Disposición transitoria
quinta. Reposición de placas de matrícula.
Los
titulares de vehículos matriculados con anterioridad a la entrada en vigor de
este Reglamento, que se vean obligados a sustituir las placas de matrícula por
pérdida, sustracción o deterioro, deberán necesariamente ajustar las dimensiones
de las nuevas placas a las del modelo reglamentario contenido en el anexo
XVIII, si bien conservarán el número de matrícula que tuvieran asignado.
Disposición transitoria
sexta. Matrícula especial.

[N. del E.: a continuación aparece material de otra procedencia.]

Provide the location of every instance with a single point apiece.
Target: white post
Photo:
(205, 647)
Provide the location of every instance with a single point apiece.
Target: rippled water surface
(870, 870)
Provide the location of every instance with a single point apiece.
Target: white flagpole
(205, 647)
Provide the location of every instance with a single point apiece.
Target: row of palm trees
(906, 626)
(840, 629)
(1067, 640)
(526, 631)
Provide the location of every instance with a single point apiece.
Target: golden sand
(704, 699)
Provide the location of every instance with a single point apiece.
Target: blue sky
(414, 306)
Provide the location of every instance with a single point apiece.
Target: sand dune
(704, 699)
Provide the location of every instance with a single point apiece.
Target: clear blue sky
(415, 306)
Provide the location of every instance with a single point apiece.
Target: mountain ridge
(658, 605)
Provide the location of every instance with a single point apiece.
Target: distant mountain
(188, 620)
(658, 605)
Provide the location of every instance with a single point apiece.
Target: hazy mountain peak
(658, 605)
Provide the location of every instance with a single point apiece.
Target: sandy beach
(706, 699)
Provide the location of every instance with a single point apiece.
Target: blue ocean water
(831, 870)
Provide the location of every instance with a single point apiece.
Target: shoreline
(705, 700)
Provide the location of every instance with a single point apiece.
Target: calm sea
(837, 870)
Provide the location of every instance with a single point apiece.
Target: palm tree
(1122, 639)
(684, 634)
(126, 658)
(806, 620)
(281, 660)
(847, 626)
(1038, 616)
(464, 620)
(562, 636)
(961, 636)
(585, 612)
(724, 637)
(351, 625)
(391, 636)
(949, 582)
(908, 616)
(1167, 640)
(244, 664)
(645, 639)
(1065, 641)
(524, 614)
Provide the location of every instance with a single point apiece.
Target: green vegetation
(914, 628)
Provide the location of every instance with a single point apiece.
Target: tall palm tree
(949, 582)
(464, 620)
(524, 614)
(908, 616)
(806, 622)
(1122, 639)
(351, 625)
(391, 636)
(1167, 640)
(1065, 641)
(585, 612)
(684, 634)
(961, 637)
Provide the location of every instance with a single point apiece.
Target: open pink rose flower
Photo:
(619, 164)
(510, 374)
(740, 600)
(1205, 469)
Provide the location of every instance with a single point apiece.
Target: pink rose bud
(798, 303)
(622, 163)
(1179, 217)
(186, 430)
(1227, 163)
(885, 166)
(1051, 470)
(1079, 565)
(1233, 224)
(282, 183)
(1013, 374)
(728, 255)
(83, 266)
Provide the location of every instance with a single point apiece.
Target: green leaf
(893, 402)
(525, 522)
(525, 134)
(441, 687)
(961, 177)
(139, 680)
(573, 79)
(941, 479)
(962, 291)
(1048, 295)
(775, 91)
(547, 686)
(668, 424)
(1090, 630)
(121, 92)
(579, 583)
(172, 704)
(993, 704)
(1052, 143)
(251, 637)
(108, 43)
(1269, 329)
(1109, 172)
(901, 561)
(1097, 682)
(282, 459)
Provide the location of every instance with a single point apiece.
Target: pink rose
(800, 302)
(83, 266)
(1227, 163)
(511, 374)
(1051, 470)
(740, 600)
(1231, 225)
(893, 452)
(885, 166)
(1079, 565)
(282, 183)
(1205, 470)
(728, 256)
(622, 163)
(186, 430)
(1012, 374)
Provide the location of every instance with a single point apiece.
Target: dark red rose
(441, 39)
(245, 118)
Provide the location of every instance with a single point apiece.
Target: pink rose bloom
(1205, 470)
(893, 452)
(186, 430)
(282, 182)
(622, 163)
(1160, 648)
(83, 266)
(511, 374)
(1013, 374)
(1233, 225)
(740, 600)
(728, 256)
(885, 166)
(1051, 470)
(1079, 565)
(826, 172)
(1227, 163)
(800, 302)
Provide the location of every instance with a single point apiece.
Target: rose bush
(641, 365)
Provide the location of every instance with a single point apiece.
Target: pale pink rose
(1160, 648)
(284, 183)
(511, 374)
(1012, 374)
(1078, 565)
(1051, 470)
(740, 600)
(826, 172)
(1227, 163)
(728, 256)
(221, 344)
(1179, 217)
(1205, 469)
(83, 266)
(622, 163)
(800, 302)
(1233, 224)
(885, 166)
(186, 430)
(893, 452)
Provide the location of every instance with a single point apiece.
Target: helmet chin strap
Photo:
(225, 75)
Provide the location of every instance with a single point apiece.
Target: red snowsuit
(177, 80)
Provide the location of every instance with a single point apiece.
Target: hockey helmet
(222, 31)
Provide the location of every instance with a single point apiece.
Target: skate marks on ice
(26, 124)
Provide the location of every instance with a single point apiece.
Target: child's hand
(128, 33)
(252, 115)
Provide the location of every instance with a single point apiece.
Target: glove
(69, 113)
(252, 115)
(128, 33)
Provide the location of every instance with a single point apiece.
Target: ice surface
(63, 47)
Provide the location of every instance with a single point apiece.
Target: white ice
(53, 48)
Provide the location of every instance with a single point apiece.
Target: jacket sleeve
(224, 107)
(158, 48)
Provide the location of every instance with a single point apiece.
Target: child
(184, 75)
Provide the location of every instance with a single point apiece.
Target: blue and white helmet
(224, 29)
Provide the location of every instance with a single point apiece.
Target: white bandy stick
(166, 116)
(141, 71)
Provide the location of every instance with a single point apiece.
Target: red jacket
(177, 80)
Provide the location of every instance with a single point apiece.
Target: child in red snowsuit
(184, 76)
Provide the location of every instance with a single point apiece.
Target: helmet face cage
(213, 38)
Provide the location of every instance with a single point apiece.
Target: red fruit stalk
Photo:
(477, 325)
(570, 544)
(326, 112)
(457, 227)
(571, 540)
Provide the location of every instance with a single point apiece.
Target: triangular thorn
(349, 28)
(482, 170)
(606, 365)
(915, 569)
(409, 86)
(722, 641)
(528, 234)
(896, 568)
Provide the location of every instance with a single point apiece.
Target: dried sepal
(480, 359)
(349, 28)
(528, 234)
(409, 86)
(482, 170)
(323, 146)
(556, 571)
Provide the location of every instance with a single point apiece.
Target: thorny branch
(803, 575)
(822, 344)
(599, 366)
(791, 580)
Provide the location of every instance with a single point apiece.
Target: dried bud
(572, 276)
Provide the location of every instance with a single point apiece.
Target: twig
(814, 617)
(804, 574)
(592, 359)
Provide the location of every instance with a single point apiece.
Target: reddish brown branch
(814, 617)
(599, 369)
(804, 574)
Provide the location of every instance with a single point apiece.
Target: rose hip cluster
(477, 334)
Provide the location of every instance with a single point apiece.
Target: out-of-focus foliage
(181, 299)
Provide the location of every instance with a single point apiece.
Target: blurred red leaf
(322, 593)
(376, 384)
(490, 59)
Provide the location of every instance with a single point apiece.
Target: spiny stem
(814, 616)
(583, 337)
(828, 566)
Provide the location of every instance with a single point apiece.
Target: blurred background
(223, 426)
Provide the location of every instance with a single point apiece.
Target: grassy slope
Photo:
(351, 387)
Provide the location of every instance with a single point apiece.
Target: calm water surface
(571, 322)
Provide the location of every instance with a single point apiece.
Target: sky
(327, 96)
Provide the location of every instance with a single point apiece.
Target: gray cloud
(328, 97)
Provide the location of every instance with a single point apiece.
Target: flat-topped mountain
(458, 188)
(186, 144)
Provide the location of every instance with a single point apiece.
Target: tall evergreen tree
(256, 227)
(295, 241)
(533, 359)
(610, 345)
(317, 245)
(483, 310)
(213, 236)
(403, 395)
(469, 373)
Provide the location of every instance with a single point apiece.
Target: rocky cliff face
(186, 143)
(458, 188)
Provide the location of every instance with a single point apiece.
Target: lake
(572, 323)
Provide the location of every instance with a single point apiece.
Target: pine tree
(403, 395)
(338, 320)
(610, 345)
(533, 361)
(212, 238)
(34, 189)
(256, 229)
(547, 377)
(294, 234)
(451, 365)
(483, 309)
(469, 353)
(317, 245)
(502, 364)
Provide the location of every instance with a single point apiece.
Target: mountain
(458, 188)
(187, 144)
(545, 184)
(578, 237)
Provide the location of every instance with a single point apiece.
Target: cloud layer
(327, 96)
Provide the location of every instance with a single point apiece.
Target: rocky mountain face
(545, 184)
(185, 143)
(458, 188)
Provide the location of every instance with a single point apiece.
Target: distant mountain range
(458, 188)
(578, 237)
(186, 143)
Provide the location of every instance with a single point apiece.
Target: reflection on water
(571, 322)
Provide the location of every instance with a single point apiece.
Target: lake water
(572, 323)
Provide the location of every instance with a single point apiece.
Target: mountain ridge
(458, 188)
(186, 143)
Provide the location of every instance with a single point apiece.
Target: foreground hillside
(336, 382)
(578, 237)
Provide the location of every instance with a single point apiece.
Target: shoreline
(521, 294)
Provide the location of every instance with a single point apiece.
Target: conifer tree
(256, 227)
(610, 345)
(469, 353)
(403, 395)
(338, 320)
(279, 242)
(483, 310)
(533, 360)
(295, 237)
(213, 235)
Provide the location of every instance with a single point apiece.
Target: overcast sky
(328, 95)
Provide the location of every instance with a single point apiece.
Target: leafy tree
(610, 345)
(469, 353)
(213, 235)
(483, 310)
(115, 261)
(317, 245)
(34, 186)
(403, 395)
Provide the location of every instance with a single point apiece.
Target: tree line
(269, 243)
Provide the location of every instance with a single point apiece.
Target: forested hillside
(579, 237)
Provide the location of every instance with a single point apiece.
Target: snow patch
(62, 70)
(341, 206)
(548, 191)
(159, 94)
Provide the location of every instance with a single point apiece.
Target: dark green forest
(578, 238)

Misiones Diplomáticas y
Organizaciones internacionales.
1. En los
seis meses siguientes a la fecha de entrada en vigor del presente Reglamento,
las Organizaciones internacionales y los miembros de su personal con estatuto
diplomático, titulares de vehículos matriculados con arreglo a lo previsto en
la Orden del Ministerio de la Presidencia de 6 de marzo de 1985, solicitarán el
permiso de circulación y la placa de matrícula regulados en el artículo 39,
apartado 1.b) y apartado B), a), 2. o, del anexo XVIII de este Reglamento.
2.
Asimismo, en dicho plazo, las Oficinas Consulares y los funcionarios consulares
de carrera de nacionalidad extranjera, titulares de vehículos matriculados con
arreglo a lo previsto en la Orden del Ministerio de la Presidencia de 31 de
mayo de 1977, solicitarán la placa de matrícula especial regulada en el
apartado B), a), 3.º, del anexo XVIII del presente Reglamento.
3. El
personal técnico-administrativo de las Misiones Diplomáticas y de las
Organizaciones Internacionales, así como los empleados consulares de las
Oficinas Consulares, cuyos vehículos tengan concedida a la entrada en vigor de
este Reglamento matrícula turística, seguirán circulando con este permiso y
placas hasta que finalice su plazo de validez.